I need get the join as below, detecting even the partial matching, maybe with some "dist technique", and I need aswell a score variable to indicate the score identification. If the match is perfect, indicate 100, if is a not perfect match, indicate it as less that 100..
df1<- data.frame(var1= 1:1, Type= c("megane business hiter"))
df2<- data.frame(var1= 1:3, Type= c("megane business hiter",
"megan businss limited",
"meganee busi lim."))
I need a result as below:
df_Result<- data.frame(Type.x= c("megane business hiternaer","megane business hiternaer",
"megane business hiternaer"), Type.y = c("megane business hiter",
"megan businss limited",
"meganee busi lim."), score_result = c("100 (full indentification)", "less that 100, eg:75", "less than 100, eg: 45"))
The Jaro distance (method='jw', p=0), is a number between 0 (exact match) and 1 (completely dissimilar) measuring dissimilarity between strings. It is defined to be 0 when both strings have length 0, and 1 when there are no character matches between a and b. Otherwise, the Jaro distance is defined as 1-(1/3)(w_1m/|a| + w_2m/|b| + w_3(m-t)/m). Here,|a| indicates the number of characters in a, m is the number of character matches and t the number of transpositions of matching characters. The w_i are weights associated with the characters in a, characters in b and with transpositions. A character c of a matches a character from b when c occurs in b, and the index of c in a differs less than \max(|a|,|b|)/2 -1 (where we use integer division) from the index of c in b. Two matching characters are transposed when they are matched but they occur in different order in string a and b.

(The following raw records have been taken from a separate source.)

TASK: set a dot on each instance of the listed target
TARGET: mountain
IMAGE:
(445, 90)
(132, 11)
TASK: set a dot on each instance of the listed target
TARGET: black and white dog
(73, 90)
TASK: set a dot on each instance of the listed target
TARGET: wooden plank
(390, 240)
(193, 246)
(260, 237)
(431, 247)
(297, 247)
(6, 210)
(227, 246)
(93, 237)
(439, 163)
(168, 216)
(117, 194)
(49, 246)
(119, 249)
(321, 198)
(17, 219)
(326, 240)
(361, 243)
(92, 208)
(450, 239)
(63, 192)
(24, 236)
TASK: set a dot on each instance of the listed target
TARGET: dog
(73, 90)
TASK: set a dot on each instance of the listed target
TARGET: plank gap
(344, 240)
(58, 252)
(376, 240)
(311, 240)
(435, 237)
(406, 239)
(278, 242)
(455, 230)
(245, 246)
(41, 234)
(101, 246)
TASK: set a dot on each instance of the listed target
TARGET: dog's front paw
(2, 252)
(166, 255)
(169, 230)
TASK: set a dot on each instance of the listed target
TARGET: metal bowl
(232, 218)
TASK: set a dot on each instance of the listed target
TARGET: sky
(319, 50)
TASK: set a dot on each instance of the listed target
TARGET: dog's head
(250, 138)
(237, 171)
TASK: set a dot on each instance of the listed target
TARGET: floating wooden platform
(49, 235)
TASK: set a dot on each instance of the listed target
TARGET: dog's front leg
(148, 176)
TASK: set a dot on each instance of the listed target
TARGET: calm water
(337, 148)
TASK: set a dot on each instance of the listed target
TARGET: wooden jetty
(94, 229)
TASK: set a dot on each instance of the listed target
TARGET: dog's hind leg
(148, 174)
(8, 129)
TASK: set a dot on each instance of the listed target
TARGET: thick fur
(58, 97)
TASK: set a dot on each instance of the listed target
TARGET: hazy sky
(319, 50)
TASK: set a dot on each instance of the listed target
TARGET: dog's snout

I know I reversed the score a purpose.
Thanks for the text from R helper, I saw that.
Can you please create a script similiar like I have created, using the "lv" method?
Thank
What have you tried so far? what is your specific problem?, we are more inclined towards helping you with specific coding problems rather than doing your work for you.
Hi Nirgrahamuk,
Really thank you for that.
There was something in my R Code that stuck when I tried to use the lv method.
Thanks again for your big support.
Cheers,